The data don’t exactly line up with Quintana’s description, in that his average arm angle actually decreased as the season went on (the all-pitch average dropped from 46.9 degrees in April to 43.2 in August and September), with his vertical release points mostly falling and his horizontal release points increasing. However, once you see a graph of the changing arm angles split by batter handedness, his comment makes more sense:

This is split by month rather than using the August 25 start as the point of inflection but I think it’s clear enough. I manually adjusted the plot for the left-handers to put it on the same scale as the one for righties. What we see here gets at his comment about tunneling, with more clustering and less separation between pitches, particularly for lefties, to whom he threw exactly two changeups and one curve in September; you can disregard those on that plot. In fact, because he has such a different selection depending upon batter handedness, it’s worth looking at the before-and-after breakdown in that light:

Jose Quintana’s Changing Pitch Mix

vs. RHB Through 8/21 After
Sinker 18.7% 28.1%
Four-Seamer 20.8% 27.6%
Curveball 21.7% 22.6%
Changeup 19.1% 21.7%
Slurve 0.3% 0.0%
Sinker 41.2% 54.8%
Slurve 20.8% 27.4%
Four-Seamer 5.5% 14.8%
Curveball 5.7% 1.5%
Changeup 4.0% 1.5%

Against batters of either hand, Quintana went with a heavier diet of both fastballs, and he used more slurves against lefties. Meanwhile, his gains in movement were small — an extra inch of tail and a bit more rise on his four-seamer, a bit more drop on his curve, a bit of a different tilt on his slurve (more horizontal, less vertical) — and his velocity pretty stable, but the results, OMG:

Jose Quintana’s Late-Season Turnaround

Pitch Split % AVG xBA SLG xSGL wOBA xwOBA Whiff EV Brl% HH%
4-Seam Thru 8/21 22.0% .229 .231 .470 .456 .351 .354 17.0% 87.2 11.3% 36.6%
4-Seam After 24.6% .231 .250 .308 .390 .279 .316 15.2% 89.3 9.1% 36.4%
Sinker Thru 8/21 29.3% .275 .306 .516 .516 .387 .402 14.2% 92.4 9.4% 52.3%
Sinker After 34.3% .182 .245 .200 .331 .211 .286 7.2% 89.4 2.4% 45.2%
Curve Thru 8/21 22.9% .259 .281 .452 .456 .334 .345 27.3% 87.2 6.7% 35.2%
Curve After 17.4% .286 .262 .357 .367 .306 .299 22.9% 84.9 0.0% 25.0%
Change Thru 8/21 20.0% .220 .242 .290 .314 .247 .266 33.0% 84.3 1.3% 28.0%
Change After 16.9% .130 .150 .130 .187 .139 .169 48.9% 83.1 0.0% 20.0%
Slurve Thru 8/21 5.8% .182 .221 .394 .355 .248 .253 28.8% 87.4 12.5% 37.5%
Slurve After 6.5% .250 .139 .250 .166 .273 .195 28.6% 72.8 0.0% 16.7%

SOURCE: Baseball Savant

With a more fastball-heavy approach, all of Quintana’s pitches save for his slurve — again, a pitch he throws almost exclusively to lefties — became more effective; even if they didn’t generate as many whiffs, they weren’t hit as hard, whether we’re talking average exit velocity, barrels, or hard-hit rates. In fact, not a single one of his secondary pitches was barreled over that six-start run, and hitters didn’t beat up on his two fastballs (note the low SLGs and xSLGs). The lone barrel he allowed in his Wild Card Series start, a Gary Sánchez double, was off a fastball.
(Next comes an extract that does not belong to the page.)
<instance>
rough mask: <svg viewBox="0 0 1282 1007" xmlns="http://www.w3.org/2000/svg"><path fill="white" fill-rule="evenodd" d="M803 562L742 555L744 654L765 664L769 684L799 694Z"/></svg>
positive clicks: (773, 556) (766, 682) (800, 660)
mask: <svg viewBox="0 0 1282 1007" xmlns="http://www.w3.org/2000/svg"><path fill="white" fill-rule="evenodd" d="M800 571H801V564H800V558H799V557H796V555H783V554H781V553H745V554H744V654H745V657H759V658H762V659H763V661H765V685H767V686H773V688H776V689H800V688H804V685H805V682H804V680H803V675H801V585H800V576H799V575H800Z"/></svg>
Two years ago, the Mets won 101 games and sent a rotation headed by Max Scherzer and Jacob deGrom into the playoffs, but they were bounced by the upstart Padres in the Wild Card Series. Last year’s rotation featured Scherzer and another future Hall of Famer, Justin Verlander, and yet the team was so mediocre both were sent packing at the trade deadline. This year’s rotation was supposed to be headlined by Kodai Senga, but injuries have limited him to one start in the regular season and one opener-length appearance in Game 1 against the Phillies. Between Luis Severino, Sean Manaea, Quintana, and Senga, the Mets don’t have anything that looks like a top-of-the-rotation starter, but unlike their immediate predecessors — and every other Mets team after 2015, for all the deGroms, Syndergaards and so on who have passed through — they’re going to the NLCS. It’s rather amazin’ when you think about it.